The Clery Report: How crimes at NGU compare with other colleges

Megan Conley, Assistant Editor

 Photo courtesy of Megan Conley

Photo courtesy of Megan Conley

The 2015 North Greenville University Clery report has been released. This annual report gives a total number of crimes committed on campus at every university and is required by Federal Law per the 1998 Jeanne Clery Disclosure of Campus Security Policy and Campus Crime Statistics Act.

According to the NGU website, the report is compiled of information collected from Campus Security reports, Greenville Sheriff’s Office and The City of Greenville Police Department. The report contains crimes related to campus security, alcohol and drug use, crime prevention and sexual assault.

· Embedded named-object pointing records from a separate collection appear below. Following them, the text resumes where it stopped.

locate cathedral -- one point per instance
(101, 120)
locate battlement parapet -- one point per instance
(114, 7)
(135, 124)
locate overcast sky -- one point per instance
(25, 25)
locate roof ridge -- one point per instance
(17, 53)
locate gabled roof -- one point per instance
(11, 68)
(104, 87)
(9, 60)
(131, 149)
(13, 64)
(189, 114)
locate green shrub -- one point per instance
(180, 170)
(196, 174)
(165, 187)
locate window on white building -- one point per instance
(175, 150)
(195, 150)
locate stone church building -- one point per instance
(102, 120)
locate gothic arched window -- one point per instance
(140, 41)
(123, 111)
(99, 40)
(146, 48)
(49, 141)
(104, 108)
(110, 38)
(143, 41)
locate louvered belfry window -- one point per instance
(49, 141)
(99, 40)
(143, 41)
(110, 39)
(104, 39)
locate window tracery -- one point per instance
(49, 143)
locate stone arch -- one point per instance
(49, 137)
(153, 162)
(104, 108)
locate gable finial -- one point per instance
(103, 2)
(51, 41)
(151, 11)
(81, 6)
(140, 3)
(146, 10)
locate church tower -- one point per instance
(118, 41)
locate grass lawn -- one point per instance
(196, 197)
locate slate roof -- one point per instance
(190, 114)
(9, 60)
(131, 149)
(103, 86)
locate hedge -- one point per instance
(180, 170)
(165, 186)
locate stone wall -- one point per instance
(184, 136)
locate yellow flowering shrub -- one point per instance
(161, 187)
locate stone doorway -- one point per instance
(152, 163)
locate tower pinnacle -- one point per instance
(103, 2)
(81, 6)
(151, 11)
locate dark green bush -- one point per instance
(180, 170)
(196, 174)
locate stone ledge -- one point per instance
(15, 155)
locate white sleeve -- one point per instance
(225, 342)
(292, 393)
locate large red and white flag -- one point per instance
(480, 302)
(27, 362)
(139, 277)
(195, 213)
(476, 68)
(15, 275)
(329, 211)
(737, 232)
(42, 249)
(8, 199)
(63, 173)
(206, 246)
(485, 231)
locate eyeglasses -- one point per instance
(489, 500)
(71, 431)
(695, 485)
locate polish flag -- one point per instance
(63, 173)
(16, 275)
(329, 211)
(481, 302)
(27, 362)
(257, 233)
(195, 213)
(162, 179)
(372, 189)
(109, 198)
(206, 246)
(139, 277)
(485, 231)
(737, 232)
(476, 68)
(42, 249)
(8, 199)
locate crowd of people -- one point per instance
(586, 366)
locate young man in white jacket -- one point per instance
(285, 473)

The report gives the number of criminal offenses in multiple categories ranging from murder to burglary and compares the statistics to those from 2012 and 2013. In most of the categories, there were no crimes reported in 2014. The offenses that did have reports were aggravated assault, burglary, drug law violations and liquor law violations.

When comparing NGU to other universities in this area, the statistics seem to differ depending on the area in question.

The statistics show that the most prevalent crimes at NGU last year were burglary with 19 incidents and liquor law violations with 15 incidents. When compared to Furman University, the results differ. Furman’s burglary incidents only total eight while their liquor law violations come to a heaping total of 194.

Director of Student Life Billy Watson offers some insight as to the differing numbers the two universities share.

“I think that the biggest difference in what you’re seeing there is policy. Our stance on drinking and drugs helps us not have those issues. Sexual assault is almost always tied to alcohol and drug use," said Watson.

Watson continued, “We want to prevent any crime and our policies help the kind of stuff we don’t have to deal with. We’re giving you a freedom to live without those issues that other universities have to deal with.”

Furman University's report showed a total of eight sex offenses last year, whereas NGU reported none. Watson attributes this factor to the focus on safety on campus. 

"I want our female students to feel safe on campus. Our visitation pokicy helps with that, people arent’t where they shouldn’t be. That would be my biggest fear, is having someone assaulted on campus. I just don’t want anything to happen to our students," said Watson.